-Reviewers: experiments$
The learning curves will show a good concave/convex shape when n, the number of rounds, is small. For example, the curve in Fig.1(b) shows a good concave shape when n <= 2000, during which the cosine similarity between \theta* and its estimate \hat{\theta} increases to 0.995. This means that our algorithm learns quickly, because the learning task is relatively easy with a small d=10, the dimension of \theta*. When n>2000, the small probability of \hat{\theta} leading to a wrong action choice is decreasing very slowly, resulting in the almost linear shape of the curves when n is large. We will test harder learning tasks with larger d to make curves exhibit more obvious concave shape.
-Reviewer 1: examples of a more general reward function, and last paragraph of Sec. 4.3
We indeed provided an example of a more general reward function in Sec. 4.3 (last paragraph) and experimented it in Sec. 5.3 with Fig. 3(c). Perhaps our explanation is unclear, so we provide further details here.
This example considers a network routing problem with edge latency. The latency of each edge follows an exponential distribution with a cutoff value, say 2\tau. That is, after time 2\tau, we do not wait for the actual delay and just use 2\tau as the feedback. The cutoff exponential distribution satisfies the R-sub-Gaussian property. We regard an edge as blocked if its latency is larger than threshold \tau (say as an application requirement). An action is a routing path. The reward of the action is 1 if no edge on the path is blocked, and 0 if some edge on the path is blocked. After an action is played, the observed feedback is the delays of edges up to the first blocked edge (the delay of this blocked edge is observed if it is less than 2\tau). The mean delay of an edge e is determined by the linear combination of the context of the round x_{t,e} and the latent vector \theta*.
In this example, we can use observed delays and contexts and apply linear regression to estimate \theta*, as given in the paper. However, the expected reward as a function of mean edge delays is a complicated function without a closed-form: we need to transform the mean delay of a cutoff exponential distribution to the blocking probability with threshold \tau. Thus it is not covered by existing cascading bandit studies. Yet we can still argue that this function is monotone and Lipschitz continuous, and thus obtain regret bound from Theorem 4.3. In contrast, if we treat edge blocked or unblocked as the feedback in order to fit into the existing cascading bandit framework, we cannot apply linear regression to learn the latent vector \theta*, because the probability of edge being blocked is not a linear combination of contexts and \theta*.
-Reviewer 1: 1/p* may be arbitrarily large and not tied to the reward function
Our understanding is that p* is always tied to the reward function. In general, if the probability of observing a base arm i is very small causing 1/p* large while observing i is not tied to the reward function, we can ignore arm i so that it does not affect p*. In the other extreme, when observing arm i indeed could make a difference in the optimal action selection, one has to observe arm i, no matter how small its observation probability, which means in this case a regret with 1/p* is reasonable.

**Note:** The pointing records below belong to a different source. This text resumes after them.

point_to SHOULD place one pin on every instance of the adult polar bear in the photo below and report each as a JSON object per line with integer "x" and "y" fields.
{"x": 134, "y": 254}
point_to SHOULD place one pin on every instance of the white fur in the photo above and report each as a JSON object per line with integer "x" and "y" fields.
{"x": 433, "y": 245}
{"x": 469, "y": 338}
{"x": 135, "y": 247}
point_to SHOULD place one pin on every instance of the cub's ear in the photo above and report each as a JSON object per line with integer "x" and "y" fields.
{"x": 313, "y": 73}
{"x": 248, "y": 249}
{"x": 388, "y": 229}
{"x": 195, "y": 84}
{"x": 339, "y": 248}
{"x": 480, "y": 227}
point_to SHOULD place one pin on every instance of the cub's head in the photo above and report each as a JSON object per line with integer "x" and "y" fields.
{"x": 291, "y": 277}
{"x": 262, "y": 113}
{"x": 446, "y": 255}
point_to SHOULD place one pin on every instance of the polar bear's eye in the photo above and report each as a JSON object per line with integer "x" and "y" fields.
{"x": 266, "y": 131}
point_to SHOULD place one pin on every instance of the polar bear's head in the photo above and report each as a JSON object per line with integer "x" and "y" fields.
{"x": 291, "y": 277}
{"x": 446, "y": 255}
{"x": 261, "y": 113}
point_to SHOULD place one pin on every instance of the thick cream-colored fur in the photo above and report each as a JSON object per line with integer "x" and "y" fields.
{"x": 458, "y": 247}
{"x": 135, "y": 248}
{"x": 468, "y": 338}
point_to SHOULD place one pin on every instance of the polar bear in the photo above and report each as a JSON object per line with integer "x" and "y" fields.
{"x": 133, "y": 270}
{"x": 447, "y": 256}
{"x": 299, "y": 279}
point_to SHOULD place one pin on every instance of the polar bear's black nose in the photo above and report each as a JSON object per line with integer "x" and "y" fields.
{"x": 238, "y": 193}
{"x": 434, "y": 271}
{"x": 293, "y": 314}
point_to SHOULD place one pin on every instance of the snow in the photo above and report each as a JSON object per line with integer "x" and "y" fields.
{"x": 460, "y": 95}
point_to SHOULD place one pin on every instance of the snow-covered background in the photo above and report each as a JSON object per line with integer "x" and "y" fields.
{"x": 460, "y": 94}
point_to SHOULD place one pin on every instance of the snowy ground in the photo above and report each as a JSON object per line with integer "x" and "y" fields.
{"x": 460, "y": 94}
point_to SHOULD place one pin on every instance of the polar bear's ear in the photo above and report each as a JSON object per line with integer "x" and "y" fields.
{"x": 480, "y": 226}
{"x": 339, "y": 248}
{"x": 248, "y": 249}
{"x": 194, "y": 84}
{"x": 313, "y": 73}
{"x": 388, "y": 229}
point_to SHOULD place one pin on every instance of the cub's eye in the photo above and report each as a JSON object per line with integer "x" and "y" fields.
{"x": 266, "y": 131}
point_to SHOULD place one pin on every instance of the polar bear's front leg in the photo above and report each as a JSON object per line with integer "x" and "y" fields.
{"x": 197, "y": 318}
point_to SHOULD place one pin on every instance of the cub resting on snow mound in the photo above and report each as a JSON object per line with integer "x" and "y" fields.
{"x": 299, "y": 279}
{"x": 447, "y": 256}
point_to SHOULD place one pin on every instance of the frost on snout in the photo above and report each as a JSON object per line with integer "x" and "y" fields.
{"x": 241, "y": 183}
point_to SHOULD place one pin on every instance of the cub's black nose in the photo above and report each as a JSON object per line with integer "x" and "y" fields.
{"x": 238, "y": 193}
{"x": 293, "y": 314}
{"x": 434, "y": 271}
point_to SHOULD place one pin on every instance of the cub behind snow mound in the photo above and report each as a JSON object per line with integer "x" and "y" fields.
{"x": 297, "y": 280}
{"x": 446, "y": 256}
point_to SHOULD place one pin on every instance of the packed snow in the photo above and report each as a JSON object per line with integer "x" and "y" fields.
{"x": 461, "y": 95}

In other cases when p* is tied with the reward function but not the optimal reward, one may add some condition similar to the one in Lemma 4.7 to detach p* from the regret. We will add discussions in the paper to clarify this point.
-Reviewer 1: last paragraph of Sec. 5.3
This experiment is to demonstrate that position discount \gamma could significantly affect the learning result. The intuition behind is that, for network routing, a position discount will guide the selection towards selecting paths that are likely to be reliable initially, while no position discount will guide the selection towards globally reliable paths. Essentially, in network routing different position discounts lead to different optimal solutions. This is not the case for the top-k disjunctive/conjunctive cascading bandit --- with all position discounts, the top k choices are the same.
-Reviewer 1: monotonicity
This assumption (together with the offline oracle assumption) can be removed if the problem can easily find A_t = argmax_{A, w in confidence ellipsoid} f(A,w).
-Reviewer 4: Line 657-663
We intend to say that, using the same approach as in Abbasi-Yadkori 2011, we can obtain matching regret bound as cascading bandits after removing the contextual information.
-Reviewer 4: context in Sec. 5.3
Context is generated randomly. Without context, CombCascade only selects the action that performs well for the *average* context, which is certainly much worse than C^3-UCB, which uses context to learn latent \theta* and selects much better actions on *every* context after the learning period.